Chapter 3 focuses on the elements of good coding style. The short version is very familiar. At the beginning of the chapter the following themes are listed:
I found the section on documentation interesting, because it focuses very heavily on code comments (which generally target developers maintaining or extending the code), whereas most of my experience with writing documentation targets users who need to call the code. In that sense it seems like there’s a meaningful difference between documentation for developers and documentation for users. The chapter seems to focus more on the former than the latter: regular users don’t look at the source code to work out how to interact with the public facing API, they look for tutorials, API reference pages, and so on. It’s only the devs (which, could of course include anyone submitting a pull request) who read the code comments!
With that in mind, one thing I found especially interesting is that the book advocates for a much more verbose commenting style than I typically see in the wild (either in C++ or R). Here’s what I mean. The book uses the example of a saveRecord()
function with this signature:
int saveRecord(Record& record);
There’s no actual source code provided, but maaaaaaaybe someone reading the source code would work out that this function will throw an exception if openDatabase()
has not yet been called. However, the most likely scenario is that it’s a pain in the arse for the reader of the code – per the fundamental law of programming that code is harder to read than to write – so it’s best to preface the source code with a comment like this:
// Throws:
// DatabaseNotOpenedException if the openDatabase() method
// has not been called yet
int saveRecord(Record& record);
There are other things about this function that might not be obvious. Someone reading the code might notice that the record
argument has type Record&
: it’s a reference to a non-const. A reader might wonder if that ought to be const Record&
, so this should be explained:
// Parameters:
// record: If the given record does not yet have a database
// ID, then the method modifies the record object to store
// the ID assigned by the database
// Throws:
// DatabaseNotOpenedException if the openDatabase() method
// has not been called yet
int saveRecord(Record& record);
That makes a lot more sense. The record
argument cannot be declared const
because it’s possible that the saveRecord()
function will modify the original Record
object to which it refers.
As an aside, I’m genuinely delighted to see the author advocating that code comments preserve this level of detail. Over and over again I find myself reading through a code base where it is 100% clear to me that the developer thinks “oh this is obvious, you should just be able to read my code, it is totally self-documenting”. This is almost never true. I’ve seen very little code that is truly self-documenting for a reader who is not the same person as the author.
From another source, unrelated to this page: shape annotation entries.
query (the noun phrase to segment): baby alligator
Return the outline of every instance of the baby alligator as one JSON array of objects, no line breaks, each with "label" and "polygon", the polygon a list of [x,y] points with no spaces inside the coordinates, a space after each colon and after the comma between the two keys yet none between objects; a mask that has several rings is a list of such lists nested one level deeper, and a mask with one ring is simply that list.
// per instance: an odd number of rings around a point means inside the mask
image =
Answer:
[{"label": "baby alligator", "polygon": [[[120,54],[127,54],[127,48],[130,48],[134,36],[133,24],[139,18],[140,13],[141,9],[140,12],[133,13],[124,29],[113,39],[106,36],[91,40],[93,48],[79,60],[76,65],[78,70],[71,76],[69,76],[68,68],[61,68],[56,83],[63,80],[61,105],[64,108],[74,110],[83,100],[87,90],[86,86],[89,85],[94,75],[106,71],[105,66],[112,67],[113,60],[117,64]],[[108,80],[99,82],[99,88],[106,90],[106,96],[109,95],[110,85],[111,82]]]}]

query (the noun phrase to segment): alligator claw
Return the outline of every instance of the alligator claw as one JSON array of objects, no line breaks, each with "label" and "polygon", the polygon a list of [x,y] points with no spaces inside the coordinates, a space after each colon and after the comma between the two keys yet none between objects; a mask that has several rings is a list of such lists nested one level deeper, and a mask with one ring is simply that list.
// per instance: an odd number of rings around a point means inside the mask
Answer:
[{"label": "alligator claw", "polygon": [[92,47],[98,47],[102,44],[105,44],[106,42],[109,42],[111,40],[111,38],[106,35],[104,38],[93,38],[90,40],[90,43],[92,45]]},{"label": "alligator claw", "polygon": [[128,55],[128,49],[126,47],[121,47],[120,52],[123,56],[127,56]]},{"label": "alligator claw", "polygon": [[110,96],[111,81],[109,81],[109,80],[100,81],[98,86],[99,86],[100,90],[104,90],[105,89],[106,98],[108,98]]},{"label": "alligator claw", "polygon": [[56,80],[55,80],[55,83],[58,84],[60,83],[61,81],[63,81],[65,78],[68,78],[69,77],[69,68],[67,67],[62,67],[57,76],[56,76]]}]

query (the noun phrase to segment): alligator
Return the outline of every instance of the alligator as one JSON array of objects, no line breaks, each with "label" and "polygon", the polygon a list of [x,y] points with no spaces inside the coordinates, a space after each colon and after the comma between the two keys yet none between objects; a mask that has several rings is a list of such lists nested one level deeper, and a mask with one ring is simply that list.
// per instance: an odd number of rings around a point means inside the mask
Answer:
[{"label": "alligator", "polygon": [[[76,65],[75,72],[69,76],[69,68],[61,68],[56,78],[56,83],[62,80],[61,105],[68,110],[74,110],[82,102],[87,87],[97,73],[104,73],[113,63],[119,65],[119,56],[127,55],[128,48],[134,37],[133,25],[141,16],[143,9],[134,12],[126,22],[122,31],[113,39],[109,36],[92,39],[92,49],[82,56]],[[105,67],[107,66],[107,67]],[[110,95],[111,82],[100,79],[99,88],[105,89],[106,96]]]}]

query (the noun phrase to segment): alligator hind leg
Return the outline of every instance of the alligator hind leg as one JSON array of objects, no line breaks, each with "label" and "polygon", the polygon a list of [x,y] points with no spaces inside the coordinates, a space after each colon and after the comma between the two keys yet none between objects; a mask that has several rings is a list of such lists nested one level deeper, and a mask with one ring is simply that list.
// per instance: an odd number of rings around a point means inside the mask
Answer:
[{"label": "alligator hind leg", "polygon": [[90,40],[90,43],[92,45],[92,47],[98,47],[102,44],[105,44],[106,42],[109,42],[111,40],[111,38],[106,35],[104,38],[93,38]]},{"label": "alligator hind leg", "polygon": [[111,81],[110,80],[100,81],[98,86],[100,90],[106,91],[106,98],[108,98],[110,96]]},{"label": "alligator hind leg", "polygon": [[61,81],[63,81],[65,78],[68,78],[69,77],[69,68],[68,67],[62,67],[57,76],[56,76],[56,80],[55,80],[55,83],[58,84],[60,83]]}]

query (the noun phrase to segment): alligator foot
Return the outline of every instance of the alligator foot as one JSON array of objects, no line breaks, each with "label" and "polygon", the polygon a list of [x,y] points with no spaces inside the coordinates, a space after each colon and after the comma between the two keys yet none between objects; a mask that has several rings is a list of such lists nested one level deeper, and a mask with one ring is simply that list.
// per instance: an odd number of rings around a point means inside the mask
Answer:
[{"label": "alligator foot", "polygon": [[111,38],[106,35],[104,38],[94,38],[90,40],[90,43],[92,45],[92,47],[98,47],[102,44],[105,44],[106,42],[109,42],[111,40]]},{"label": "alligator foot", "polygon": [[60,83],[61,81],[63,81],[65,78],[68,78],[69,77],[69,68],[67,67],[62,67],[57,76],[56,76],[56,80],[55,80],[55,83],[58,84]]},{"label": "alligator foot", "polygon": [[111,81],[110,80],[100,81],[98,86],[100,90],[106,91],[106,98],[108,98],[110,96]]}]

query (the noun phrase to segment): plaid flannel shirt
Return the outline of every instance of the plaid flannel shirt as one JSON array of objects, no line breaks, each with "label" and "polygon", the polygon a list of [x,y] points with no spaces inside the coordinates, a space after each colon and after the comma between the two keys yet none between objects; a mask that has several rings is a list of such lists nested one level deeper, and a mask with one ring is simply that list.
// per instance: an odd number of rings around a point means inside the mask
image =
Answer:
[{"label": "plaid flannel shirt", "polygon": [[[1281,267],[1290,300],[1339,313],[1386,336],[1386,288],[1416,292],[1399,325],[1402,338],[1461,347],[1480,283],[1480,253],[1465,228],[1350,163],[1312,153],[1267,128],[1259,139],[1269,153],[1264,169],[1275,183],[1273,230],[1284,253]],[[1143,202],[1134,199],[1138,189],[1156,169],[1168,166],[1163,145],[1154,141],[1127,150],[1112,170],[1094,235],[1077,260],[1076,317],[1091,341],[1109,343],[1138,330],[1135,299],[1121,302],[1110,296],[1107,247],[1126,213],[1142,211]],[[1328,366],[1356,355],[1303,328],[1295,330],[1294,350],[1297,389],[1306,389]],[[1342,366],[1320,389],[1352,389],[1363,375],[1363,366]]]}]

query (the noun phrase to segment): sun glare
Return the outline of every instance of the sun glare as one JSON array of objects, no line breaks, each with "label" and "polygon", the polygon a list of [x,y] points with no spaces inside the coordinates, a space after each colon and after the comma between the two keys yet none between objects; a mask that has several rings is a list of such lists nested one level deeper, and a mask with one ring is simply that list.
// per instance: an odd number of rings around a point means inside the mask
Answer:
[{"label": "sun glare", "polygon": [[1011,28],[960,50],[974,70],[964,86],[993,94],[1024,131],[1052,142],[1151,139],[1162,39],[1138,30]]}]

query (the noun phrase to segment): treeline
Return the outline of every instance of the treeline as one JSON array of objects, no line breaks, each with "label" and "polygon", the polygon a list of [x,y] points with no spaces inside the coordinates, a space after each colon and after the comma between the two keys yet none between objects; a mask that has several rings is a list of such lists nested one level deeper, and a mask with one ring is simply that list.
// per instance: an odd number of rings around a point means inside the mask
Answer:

Of course, that doesn’t mean every code base should be meticulously documented, it’s more… if you document at the level where only future-you can easily read the code, then other people will be less inclined to interact with your code. That’s a legitimate choice… the vast majority of my code on GitHub is like that because I’m not looking for other users. I wrote the code for myself, and I’ve documented it to exactly the level required to ensure that future-Danielle (who has similar skills and thought patterns to me, I presume!) will be able to make sense of it.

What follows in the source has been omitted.